Anyone have or used to have one of these, I have thoughts of buying one, and wanted to know your thoughts, good or bad about them. I want to use it at home to haul firewood,plow snow, and use it for ice fishing. Thanks in advance.


----------



## bigcountrysg (Oct 9, 2006)

In my opinion you would be better off with a mule. I have ridden the Polaris 6x6 and I rather have a regular quad. That extra axle is driven by the chain and it is a bad design. You could also get a regular quad and trailer for your yard work.


----------



## pjc600 (Mar 2, 2006)

UNCLE AL said:


> Anyone have or used to have one of these, I have thoughts of buying one, and wanted to know your thoughts, good or bad about them. I want to use it at home to haul firewood,plow snow, and use it for ice fishing. Thanks in advance.

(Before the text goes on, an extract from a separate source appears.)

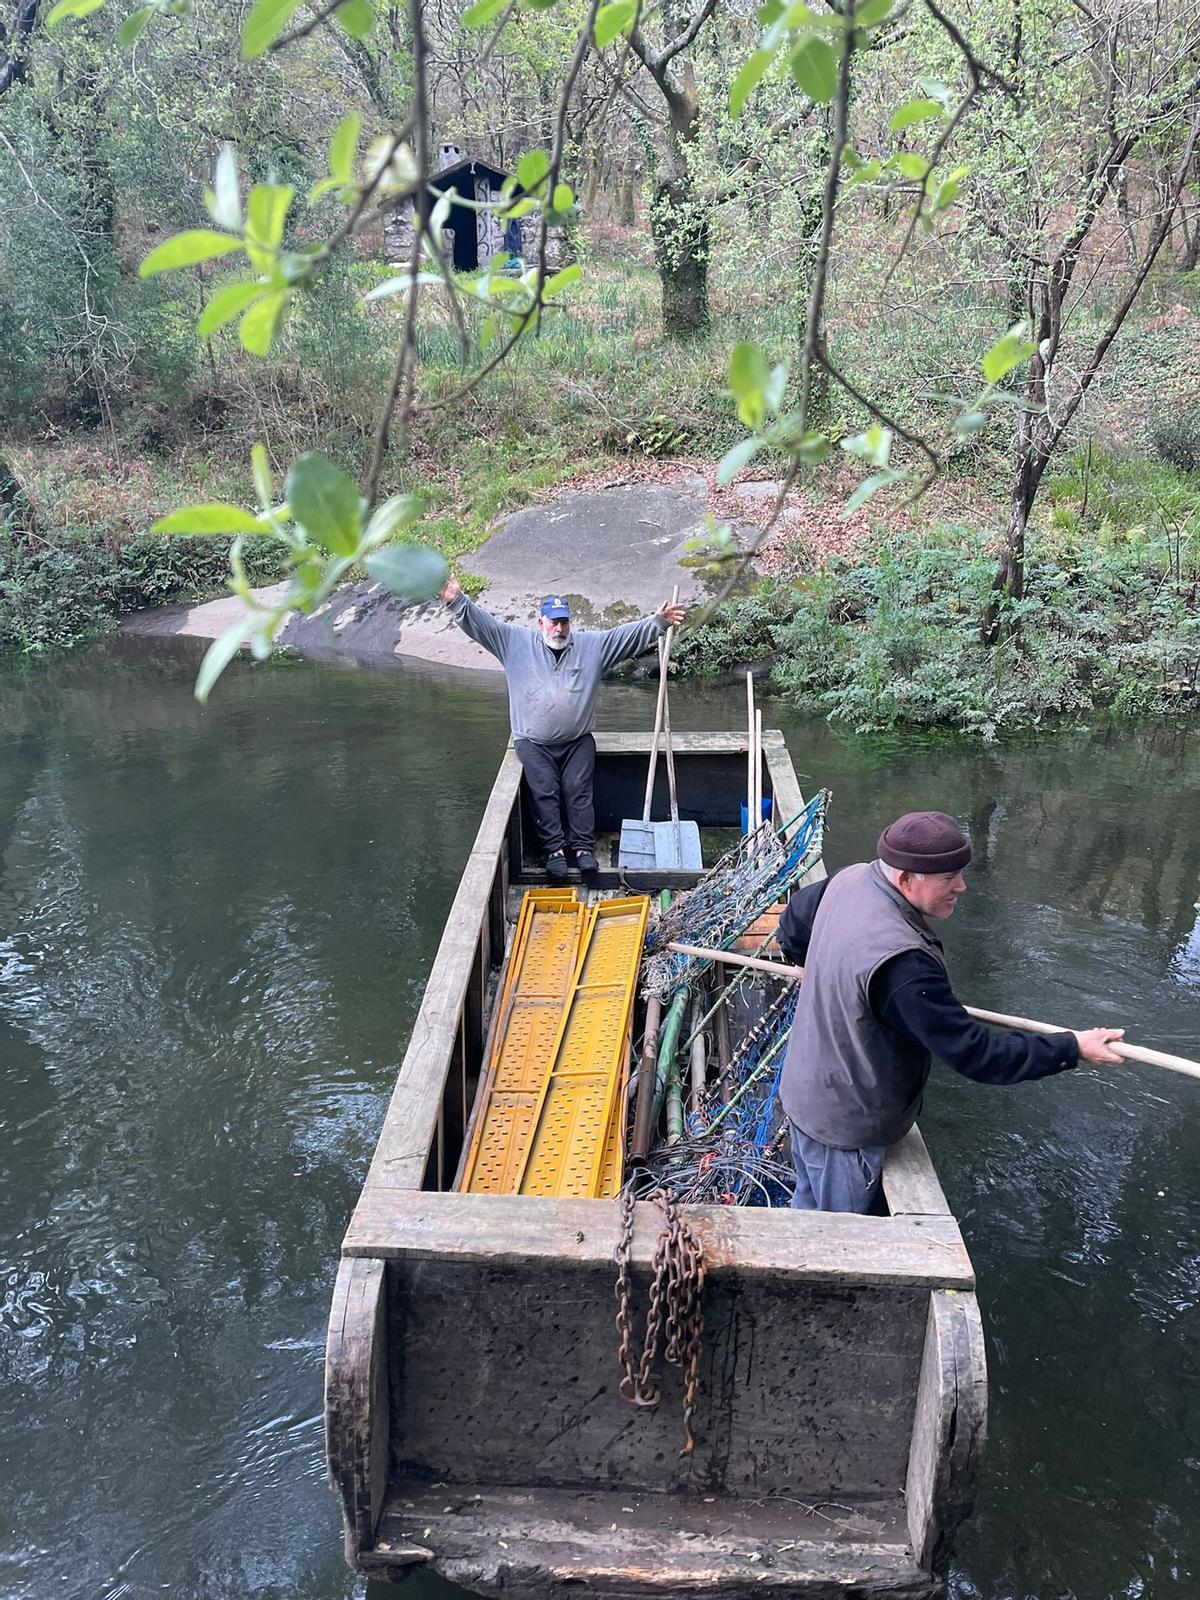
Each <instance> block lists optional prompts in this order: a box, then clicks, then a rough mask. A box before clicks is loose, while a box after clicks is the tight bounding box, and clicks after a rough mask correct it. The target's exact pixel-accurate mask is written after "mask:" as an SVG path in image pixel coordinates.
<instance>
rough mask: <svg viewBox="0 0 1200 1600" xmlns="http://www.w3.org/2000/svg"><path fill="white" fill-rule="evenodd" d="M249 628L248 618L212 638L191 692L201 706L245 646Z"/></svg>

Polaris sportsman 700-or {big money}800 will do everything u want.
I Paid 6500 for mine new from a dealer,buy there but dont get work done there..errrrrr

Just use a trailer and dont be scared about weight i tow dead cars around all the time in and out of the shop and i did a full size dump truck i had to haul in three times that quad is a animal and its a stock sportsman 700.

i used it all winter doing comercial plowing. I did 9 mall in toledo my part was the side walks and walk ways she never stoped and in the heavy stuff i put three 50 lb bags of salt on the front and back and it would push a mountain.

i did also take her ice fishing four times last year just rember she is 800 or so pounds so be very carefull..

i hope this helps......


----------



## clattin (Jul 8, 2000)

I have the Polaris Sportsman 6X6 and it has been a great machine for us! We have a small farm and use it around here everyday! I would agree that it seems strange that they would make a "heavy duty" machine with a chain drive, but it hasn't been a problem for us. I have never found anything that it wouldn't go over or through. If you put it in low and turn on the AWD, it will go durn near everywhere!

I wanted it rather than a Mule or equivelent, because I use it for hunting and it is much narrower than the side by side units and the trails I use are pretty tight.

The dump bed works great and I have a 60" Cycle Country snow plow for the front that works great with the Warn winch. I've never even needed to use the winch for pulling the machine out....just used it for stretching fence, pulling up a deer, etc!

This machine was great when I was building fence this summer! Much of the fence went through wooded areas that I would have had to do a lot more chainsaw work to get my tractor or a side by side through. I just threw a generator and compressor in the bed and off I went.

Hope this helps!

Chris


----------